Current location - Trademark Inquiry Complete Network - Overdue credit card - Methods for outlier detection in data mining
Methods for outlier detection in data mining

Outlier detection is an important part of data mining. Its task is to discover objects that are significantly different from most other objects. Most data mining methods discard this differential information as noise. However, in some applications, rare data may contain greater research value.

Outlier detection has been widely used in fields such as telecommunications and credit card fraud detection, loan approval, e-commerce, network intrusion and weather forecasting.

The main causes of outliers are: data originating from different classes, natural variation, data measurement and mobile phone errors.

From the perspective of data scope, it is divided into global outliers and local outliers. Overall, some objects have no outlier characteristics, but from a local perspective, they show certain outliers. sex.

From the perspective of data type, it is divided into numerical outliers and categorical outliers, which are divided according to the attribute type of the data set.

Judging from the number of attributes, they are divided into one-dimensional outliers and multi-dimensional outliers. An object may have one or more attributes.

Most statistics-based outlier detection methods build a probability distribution model, calculate the probability that an object conforms to the model, and regard objects with low probability as outliers.

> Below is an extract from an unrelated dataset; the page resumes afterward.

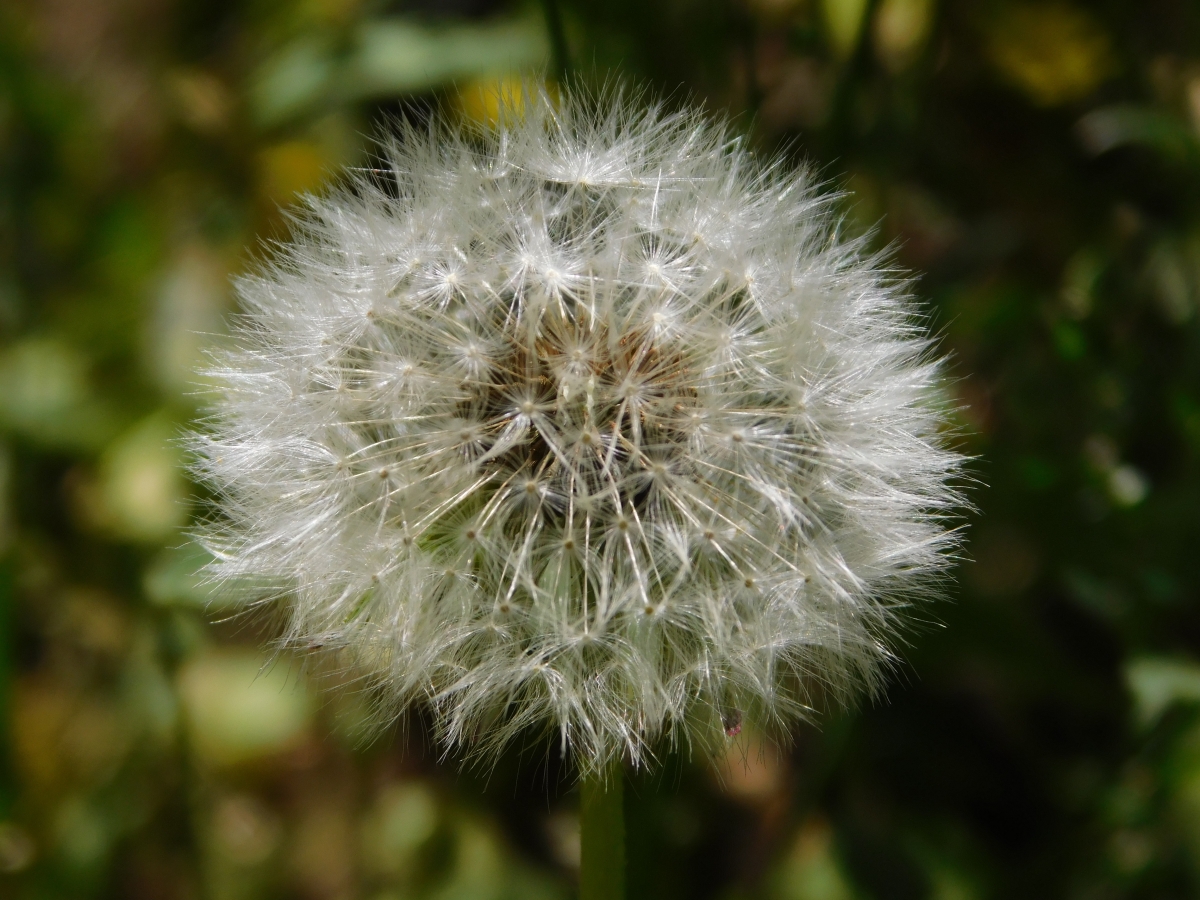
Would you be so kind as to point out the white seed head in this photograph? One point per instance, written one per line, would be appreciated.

The premise of the outlier detection method based on statistical models is that it must know what distribution the data set obeys; for high-dimensional data, the test effect may be poor.

It is usually possible to define a proximity measure between data objects, treating objects with the most points as outliers. Two-dimensional or three-dimensional data can be observed in scatter plots; it is not suitable for large data sets; it is sensitive to parameter selection; it has a global threshold and cannot handle data sets with different density areas

Consider that the data set may have different Density area This fact, from a density-based point of view, outliers are objects in low-density areas. An object's outlier score is the inverse of the density surrounding the object. It gives a quantitative measure of whether an object is an outlier and works well even if the data has different regions; it is not suitable for large data sets; parameter selection is difficult.

One way to use clustering to detect outliers is to discard small clusters that are far away from other clusters; another more systematic method is to first cluster all the objects and then evaluate the degree to which the object belongs to the cluster. Finding outliers based on clustering techniques can be highly effective; the quality of the clusters produced by the clustering algorithm has a strong impact on the quality of the outliers produced by the algorithm.

Outlier detection methods based on statistical models need to meet statistical principles. If the distribution is consistent, the test may be very effective. Proximity-based outlier detection methods are more general and easier to use than statistical methods because it is easier to determine a meaningful proximity measure for a data set than to determine its statistical distribution. Density-based outlier detection is closely related to proximity-based outlier detection, because density is commonly defined by proximity: one is to define density as the reciprocal of the average distance to the K nearest neighbors. If the distance is small, then density High; the other is to use the DBSCAN clustering algorithm. The density around an object is equal to the number of objects within the specified distance d from the object.